Loving Husband said:


> In relationships people tend to lose a lot of themselves and blend as a couple. I see it with my thinking. I know my wife lost herself in our marriage. The problems occur when one person wants to change and be different. That is fine but if the other doesn't want to work with the other person then we have an issue. Marriages need a lot of compromise and forgivness. They also require a lot of work.. Some never see that until after the damage is done..


Do you think that one "wants" to change , or that "change" happens, and it is a matter of seeing if the change can be encorporated into the marriage ?


----------



## Loving Husband (Aug 3, 2009)

Of course it depends on the change. If the one that wants to change and says they will be a stripper. Obviously thats going to strain the marriage more. We all change as we get older. It is very normal.. It's hard though as humans we tend to be creatures of habit. So any change will bring anxious moments. I see it with my wife trying to have a social life. I am more nervous about her chatting and text messages. Well I had reason for that one. Still it made me insecure. Now I am adjusting. For one shes not closing her windows when I come over. It makes me feel that there isn't something going on then.. I told her this was the best way to incorporate a new change in her life..


----------



## poetprose (Sep 1, 2009)

preso said:


> marry later in life or to a certain type person.. and yep.. its a graurentee.
> 
> I feel the problem with marriage is one person, usually the woman has to work too hard to keep it going. More women should do what I did and find someone who is willing to keep things going on the right track, and do the work of a mariage.
> 
> ...




I think the "Til death do us part" 

Reminds me of a Union pension gaurantee by a company, 
why work for it when you have a gaurantee anyway


----------



## valium (Sep 22, 2008)

I though over the 20 years my h has changed but just looking back on my life he has stayed the same only gotten more horrible and I have changed as I have decided no longer to put up with it and am starting to things for me.

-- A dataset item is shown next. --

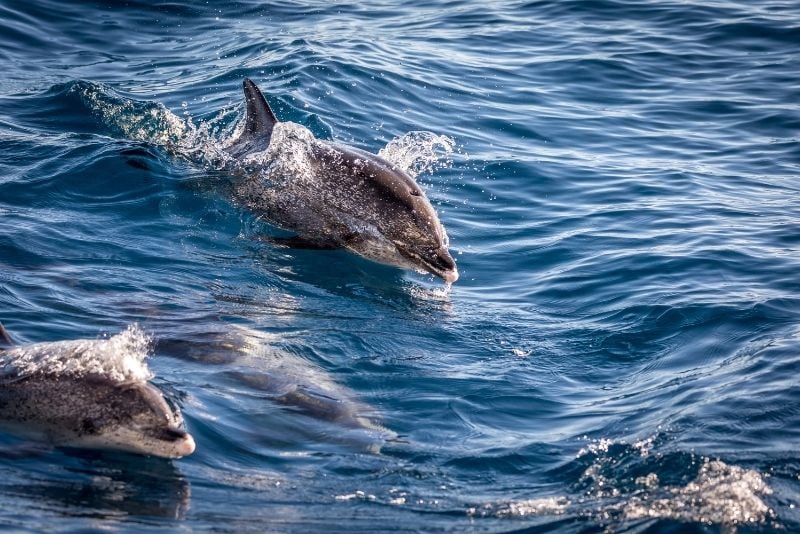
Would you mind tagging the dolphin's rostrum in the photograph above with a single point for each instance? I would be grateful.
(336, 196)
(60, 393)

I have done everything for him since we got together as his mum died a year or two later but am now putting me and the kids first and he does not like it at all. If it is not about him he is not happy. All I did last night was paint my nails because I felt like it, for me not for him or anyone else but he cannot handle it as I would not normally do this to please him.

I think women do work a lot harder in marriages as they try a lot harder to keep things together.


----------



## Loving Husband (Aug 3, 2009)

Valium,
I see this every where but in my situation my wife sits and waits. This is what she calls working on it. If 10 years ago I left my wife she would NEVER chase me. She always tells me she is insecure and low self esteeme.. I just wish for once somebody would chase me... I guess it's been a long time since I felt wanted. Maybe she can see that's a problem.. Naaaaa My wife isn't that deep.


----------



## valium (Sep 22, 2008)

Years ago I would do anything to please my h because I love him and do still love him, but he was constantly horrible to me etc and I thought that maybe it was my fault for a long time. I was always the one who made up and would give up anything for him. I have had a hard time trying to sort myself out and figure out it is not my fault and get myself back on track but now he does not like that. I did not feel loved and still do not.

Maybe she does not feel loved? maybe she does not feel wanted. I do not understand what you mean when you say she sits and waits? for what.


----------



## Loving Husband (Aug 3, 2009)

You hit the nail on the head.. I wasn't the best husband to her. I didn't make her feel loved. In fact I ignored her. Yet she doesn't see why I did. I was doing everything and getting little help in our daily life.. It was bad communication and expectations on both sides for years...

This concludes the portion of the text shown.